Given two strings str1 and str2, return the shortest string that has both str1 and str2 as subsequences. If multiple answers exist, you may return any of them.
(A string S is a subsequence of string T if deleting some number of characters from T (possibly 0, and the characters are chosen anywhere from T) results in the string S.)
Example 1:
Input: str1 = "abac", str2 = "cab"
Output: "cabac"
Explanation:
str1 = "abac" is a subsequence of "cabac" because we can delete the first "c".
str2 = "cab" is a subsequence of "cabac" because we can delete the last "ac".

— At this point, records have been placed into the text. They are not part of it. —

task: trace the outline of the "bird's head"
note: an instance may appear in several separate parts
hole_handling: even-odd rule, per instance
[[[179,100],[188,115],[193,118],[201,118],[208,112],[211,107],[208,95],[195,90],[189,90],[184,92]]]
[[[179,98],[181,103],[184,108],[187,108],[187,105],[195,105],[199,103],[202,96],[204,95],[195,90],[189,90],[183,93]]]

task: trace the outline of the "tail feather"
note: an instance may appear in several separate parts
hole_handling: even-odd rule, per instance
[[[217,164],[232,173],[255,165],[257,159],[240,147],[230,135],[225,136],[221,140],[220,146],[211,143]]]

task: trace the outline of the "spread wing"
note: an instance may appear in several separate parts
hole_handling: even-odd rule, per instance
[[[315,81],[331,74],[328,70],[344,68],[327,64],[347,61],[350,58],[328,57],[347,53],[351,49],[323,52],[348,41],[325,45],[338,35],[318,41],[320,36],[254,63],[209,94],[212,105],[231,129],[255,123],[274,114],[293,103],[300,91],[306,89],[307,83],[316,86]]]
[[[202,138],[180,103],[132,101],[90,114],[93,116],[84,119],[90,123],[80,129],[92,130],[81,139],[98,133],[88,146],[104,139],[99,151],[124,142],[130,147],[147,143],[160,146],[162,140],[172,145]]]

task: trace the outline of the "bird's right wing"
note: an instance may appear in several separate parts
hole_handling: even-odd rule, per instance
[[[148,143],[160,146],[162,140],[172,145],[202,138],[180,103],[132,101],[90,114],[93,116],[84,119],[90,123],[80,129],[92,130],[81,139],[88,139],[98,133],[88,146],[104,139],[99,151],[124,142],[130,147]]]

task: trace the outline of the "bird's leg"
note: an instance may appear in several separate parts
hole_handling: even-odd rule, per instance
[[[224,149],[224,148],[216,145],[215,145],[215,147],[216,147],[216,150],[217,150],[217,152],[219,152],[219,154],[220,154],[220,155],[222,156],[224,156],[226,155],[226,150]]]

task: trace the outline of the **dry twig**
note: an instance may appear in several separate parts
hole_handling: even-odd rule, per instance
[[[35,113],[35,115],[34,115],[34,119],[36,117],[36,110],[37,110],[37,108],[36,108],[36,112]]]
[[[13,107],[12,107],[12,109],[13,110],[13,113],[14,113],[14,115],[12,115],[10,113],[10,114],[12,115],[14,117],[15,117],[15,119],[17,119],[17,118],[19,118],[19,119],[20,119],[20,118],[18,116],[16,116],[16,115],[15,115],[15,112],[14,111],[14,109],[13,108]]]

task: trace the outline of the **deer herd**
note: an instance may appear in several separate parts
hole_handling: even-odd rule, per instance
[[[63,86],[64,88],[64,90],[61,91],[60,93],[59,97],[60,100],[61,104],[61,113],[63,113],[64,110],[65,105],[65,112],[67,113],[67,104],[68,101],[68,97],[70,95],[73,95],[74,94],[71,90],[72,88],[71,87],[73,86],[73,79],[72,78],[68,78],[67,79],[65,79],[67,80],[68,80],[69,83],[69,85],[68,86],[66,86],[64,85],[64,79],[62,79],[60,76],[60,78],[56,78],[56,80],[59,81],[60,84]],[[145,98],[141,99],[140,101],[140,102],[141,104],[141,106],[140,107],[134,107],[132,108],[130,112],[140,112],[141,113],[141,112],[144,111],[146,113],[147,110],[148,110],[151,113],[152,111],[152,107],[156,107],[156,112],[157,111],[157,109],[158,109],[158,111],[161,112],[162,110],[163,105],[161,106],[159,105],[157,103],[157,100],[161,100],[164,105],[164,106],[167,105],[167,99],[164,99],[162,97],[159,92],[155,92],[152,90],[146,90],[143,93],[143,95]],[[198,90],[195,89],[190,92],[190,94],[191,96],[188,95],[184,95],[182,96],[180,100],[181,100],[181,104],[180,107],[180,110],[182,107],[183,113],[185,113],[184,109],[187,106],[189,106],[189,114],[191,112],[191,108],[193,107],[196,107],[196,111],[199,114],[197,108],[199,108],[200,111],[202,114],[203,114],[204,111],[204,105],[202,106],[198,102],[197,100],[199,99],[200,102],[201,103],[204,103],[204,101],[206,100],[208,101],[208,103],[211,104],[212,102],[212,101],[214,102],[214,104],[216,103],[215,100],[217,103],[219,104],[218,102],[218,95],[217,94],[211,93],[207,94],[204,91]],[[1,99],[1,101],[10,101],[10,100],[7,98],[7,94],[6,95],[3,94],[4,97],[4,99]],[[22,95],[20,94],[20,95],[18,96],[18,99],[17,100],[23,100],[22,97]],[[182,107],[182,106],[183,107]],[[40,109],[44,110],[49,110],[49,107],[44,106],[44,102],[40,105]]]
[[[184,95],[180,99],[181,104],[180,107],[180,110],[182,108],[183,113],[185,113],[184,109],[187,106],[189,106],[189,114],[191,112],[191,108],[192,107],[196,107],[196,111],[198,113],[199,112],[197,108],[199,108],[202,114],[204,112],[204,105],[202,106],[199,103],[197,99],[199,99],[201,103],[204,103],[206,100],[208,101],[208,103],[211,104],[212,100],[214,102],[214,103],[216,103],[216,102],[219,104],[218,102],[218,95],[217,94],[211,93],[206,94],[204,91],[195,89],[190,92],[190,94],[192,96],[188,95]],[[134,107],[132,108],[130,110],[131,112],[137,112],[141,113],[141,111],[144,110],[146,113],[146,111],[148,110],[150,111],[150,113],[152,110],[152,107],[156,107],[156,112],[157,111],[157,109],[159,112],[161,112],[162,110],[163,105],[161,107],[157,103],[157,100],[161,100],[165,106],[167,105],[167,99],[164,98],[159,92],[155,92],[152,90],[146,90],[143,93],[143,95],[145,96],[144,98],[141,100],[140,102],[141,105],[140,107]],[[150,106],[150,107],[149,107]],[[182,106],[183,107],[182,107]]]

The answer provided is the shortest such string that satisfies these properties.
Note:
1 <= str1.length, str2.length <= 1000
str1 and str2 consist of lowercase English letters.
class Solution {
public String shortestCommonSupersequence(String str1, String str2) {
int m = str1.length();
int n = str2.length();
int[][] dp = new int[m + 1][n + 1];
for (int i = 0; i <= m; i++) {
for (int j = 0; j <= n; j++) {
if (i == 0)
dp[i][j] = j;
else if (j == 0)
dp[i][j] = i;
else if (str1.charAt(i - 1) == str2.charAt(j - 1))
dp[i][j] = 1 + dp[i - 1][j - 1];
else
dp[i][j] = 1 + Math.min(dp[i - 1][j], dp[i][j - 1]);
}
}
int l = dp[m][n]; // Length of the ShortestSuperSequence
char[] arr = new char[l];
int i = m, j = n;
while (i > 0 && j > 0) {
/*
* If current character in str1 and str2 are same, then current character is
* part of shortest supersequence
*/
if (str1.charAt(i - 1) == str2.charAt(j - 1)) {
arr[--l] = str1.charAt(i - 1);
i--;
j--;
} else if (dp[i - 1][j] < dp[i][j - 1]) {
arr[--l] = str1.charAt(i - 1);
i--;
} else {
arr[--l] = str2.charAt(j - 1);
j--;
}
}
while (i > 0) {
arr[--l] = str1.charAt(i - 1);
i--;
}
while (j > 0) {
arr[--l] = str2.charAt(j - 1);
j--;
}
return new String(arr);
}
}